Rechaza supuesto financiamiento irregular y evalúa acciones legales por presunta difamación.
La controversia política vuelve a poner sobre la mesa el proceso electoral regional de 2018, luego de un comunicado difundido en respuesta a declaraciones atribuidas a Michael Martínez Gonzales, a quien se cuestiona por formular acusaciones sobre un presunto financiamiento de la empresa minera Las Bambas y por responsabilizar al Jurado Electoral de Abancay de una supuesta modificación de los resultados electorales.
El pronunciamiento rechaza de manera categórica tales afirmaciones y sostiene que no existió ningún financiamiento irregular en la campaña electoral de 2018. La persona que suscribe el comunicado asegura que su trayectoria pública se ha desarrollado bajo criterios de transparencia financiera, cumplimiento de la legislación y respeto a las instituciones electorales.
Uno de los principales puntos de la respuesta está relacionado con la defensa del resultado de la segunda vuelta regional de 2018. El comunicado cuestiona que se pretenda atribuir al organismo electoral un supuesto cambio de resultados y considera que una afirmación de esa naturaleza desconoce la decisión expresada en las urnas por los ciudadanos de Apurímac.

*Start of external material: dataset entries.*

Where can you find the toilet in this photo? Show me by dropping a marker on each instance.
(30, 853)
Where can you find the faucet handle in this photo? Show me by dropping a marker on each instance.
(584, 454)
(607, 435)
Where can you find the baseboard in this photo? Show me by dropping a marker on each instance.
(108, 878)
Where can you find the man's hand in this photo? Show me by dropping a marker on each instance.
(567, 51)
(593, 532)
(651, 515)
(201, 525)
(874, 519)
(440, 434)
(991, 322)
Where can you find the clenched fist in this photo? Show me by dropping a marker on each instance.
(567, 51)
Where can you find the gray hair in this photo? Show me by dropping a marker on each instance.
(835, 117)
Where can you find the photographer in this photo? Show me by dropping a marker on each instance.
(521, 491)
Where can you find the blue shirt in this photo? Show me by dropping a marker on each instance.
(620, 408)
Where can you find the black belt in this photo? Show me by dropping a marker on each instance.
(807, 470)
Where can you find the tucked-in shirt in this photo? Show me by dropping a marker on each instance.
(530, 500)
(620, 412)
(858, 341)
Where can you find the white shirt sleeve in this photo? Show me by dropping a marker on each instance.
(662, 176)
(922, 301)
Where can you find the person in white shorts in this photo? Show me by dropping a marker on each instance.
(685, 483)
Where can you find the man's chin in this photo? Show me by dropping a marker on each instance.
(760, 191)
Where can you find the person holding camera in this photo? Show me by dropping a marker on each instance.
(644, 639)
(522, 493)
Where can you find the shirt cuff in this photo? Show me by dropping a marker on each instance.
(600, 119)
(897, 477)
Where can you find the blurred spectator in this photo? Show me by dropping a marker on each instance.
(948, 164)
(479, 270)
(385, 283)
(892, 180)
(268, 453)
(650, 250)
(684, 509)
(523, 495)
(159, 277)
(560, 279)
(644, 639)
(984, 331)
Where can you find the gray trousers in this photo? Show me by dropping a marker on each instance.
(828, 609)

Según los datos consignados en el pronunciamiento, en diciembre de 2018 la candidatura vencedora alcanzó el 60,97 % de los votos válidos, mientras que Michael Martínez Gonzales obtuvo el 39,03 %, diferencia que el documento cifra en cerca de 40 mil votos.
El comunicado también presenta un recuento de anteriores procesos electorales para sostener que los resultados de 2018 no pueden explicarse, según su versión, por una supuesta intervención de las autoridades electorales. Recuerda que Martínez habría perdido la elección regional de 2010 en primera vuelta y que en 2014 quedó relegado en segunda vuelta con el 40,62 %.
Desde una perspectiva política, el pronunciamiento intenta trasladar el debate desde las acusaciones personales hacia un asunto central de toda democracia: la legitimidad de los resultados electorales y la obligación de aceptar la decisión de las urnas, mientras que cualquier cuestionamiento sobre irregularidades debe sustentarse en pruebas y ser presentado ante las instancias correspondientes.
El documento califica las declaraciones cuestionadas como parte de un supuesto patrón de incapacidad para aceptar las derrotas electorales. No obstante, al tratarse de afirmaciones contrapuestas entre actores políticos, corresponde que cualquier acusación sobre financiamiento irregular, alteración de resultados o responsabilidad institucional sea acreditada mediante pruebas y, de ser el caso, determinada por las autoridades competentes.
El tono del comunicado evidencia que la disputa no se limita al terreno electoral, sino que podría trasladarse al ámbito judicial. La persona que emite el pronunciamiento anuncia que se reserva el derecho de iniciar acciones legales por presunto delito contra el honor, en la modalidad de difamación agravada, frente a las declaraciones que considera lesivas.
La advertencia abre, además, un nuevo escenario político en Apurímac: el enfrentamiento entre dos versiones sobre lo ocurrido en las elecciones de 2018 podría terminar siendo discutido no solo en los medios de comunicación y redes sociales, sino también ante los tribunales, donde las acusaciones deberán ser respaldadas con elementos objetivos.
El mensaje final del comunicado apela directamente al electorado apurimeño y plantea que las diferencias políticas deben procesarse dentro del marco democrático, sin deslegitimar a los ciudadanos que participaron en los comicios ni atribuir irregularidades a las instituciones electorales sin pruebas.
La discusión, por tanto, vuelve al punto esencial: en democracia, las acusaciones deben demostrarse y los resultados electorales deben ser respetados mientras no exista una decisión de autoridad competente que determine lo contrario. Para Apurímac, el reto es evitar que la confrontación política termine desplazando el debate sobre propuestas, gestión y desarrollo regional.